Zuckerberg has made it clear that he won't sacrifice the Facebook user experience by inundating the site with ads simply to increase sales -- and he doesn't have to. Along with Google, Facebook is perhaps the king of gathering, analyzing, and implementing user data to ensure the right ad, is shown to the right user, at the right time. The result is that Facebook is able charge industry-leading rates that marketers are more than willing to pay for, because they work.
The success of video spots is why Facebook is able to charge as much as $1 million per day, and marketers are lining up for more. This year alone, video ads are expected to total nearly $8 billion in revenue, and that will continue to climb going forward. Google's YouTube currently rules the video ad roost with about 19% of the overall market, but with Facebook going all in, the search king is going to have a fight on its hands.
For long-term investors, Facebook also boasts a host of future growth opportunities. WhatsApp, Messenger, and Instagram are all gaining monthly average users, or MAUs, at astonishing rates. WhatsApp is now over 700 million MAUs, Messenger has topped 500 million, and Instagram grew over 50% last year alone to over 300 million MAUs. As impressive as the user growth of Facebook's properties has been, the beauty for investors is that none of them have been monetized to any extent. In other words, Facebook is sitting on several relative goldmines that have yet to be mined.
As always, there are challenges
For short-sighted investors, which are likely responsible for Facebook's relatively ho-hum stock price performance so far in 2015, skyrocketing expenses are a concern -- and to some extent, they're right. Last quarter alone, Facebook's overhead jumped to $2.72 billion, up 87% compared to Q4 of 2013. Making matters worse, or at least giving Facebook bears more ammunition, is spending is expected to increase again this year, according to Facebook CFO Dave Wehner, between 50%-75%.
Some may also question Facebook's relatively stagnant user growth. You may recall Facebook had 1.35 billion MAUs at the end of 2014's Q3, and that total only rose to 1.39 billion by year's end. However, there are a couple of factors to consider regarding Facebook's MAUs. One, user growth is still skyrocketing, but on Facebook-owned properties, as opposed to saturated main site. Also, with significant portions of the globe still without Internet connectivity, Facebook's biggest hurdle is getting the billions without Internet online.
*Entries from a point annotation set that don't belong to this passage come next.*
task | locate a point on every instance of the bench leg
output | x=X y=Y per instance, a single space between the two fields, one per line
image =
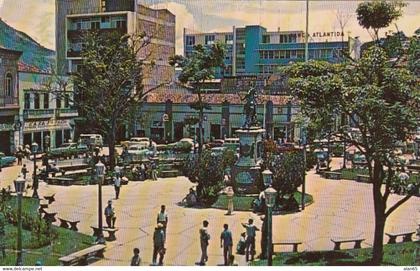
x=358 y=244
x=407 y=238
x=392 y=239
x=337 y=245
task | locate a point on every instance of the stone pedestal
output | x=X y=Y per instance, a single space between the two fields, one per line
x=247 y=172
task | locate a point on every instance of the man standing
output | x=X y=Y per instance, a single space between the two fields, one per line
x=226 y=242
x=250 y=238
x=110 y=215
x=204 y=242
x=162 y=217
x=158 y=244
x=117 y=186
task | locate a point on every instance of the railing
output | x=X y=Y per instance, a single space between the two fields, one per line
x=38 y=113
x=9 y=101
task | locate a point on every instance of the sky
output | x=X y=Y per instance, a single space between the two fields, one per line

To Facebook's credit, even as its total MAUs are inching up, engagement levels as measured by Daily Average Users, or DAUs, are climbing by leaps and bounds. Of its total monthly users, a whopping 890 million access Facebook every day.
There are few stocks that offer so many opportunities for future growth as Facebook. And for long-term growth investors, what makes Facebook even more attractive is knowing it hasn't even scratched the surface of many of those opportunities. Near-term? Yes, spending will raise the flags of investors with short time horizons, which is just fine, because that's why Facebook is such a great value.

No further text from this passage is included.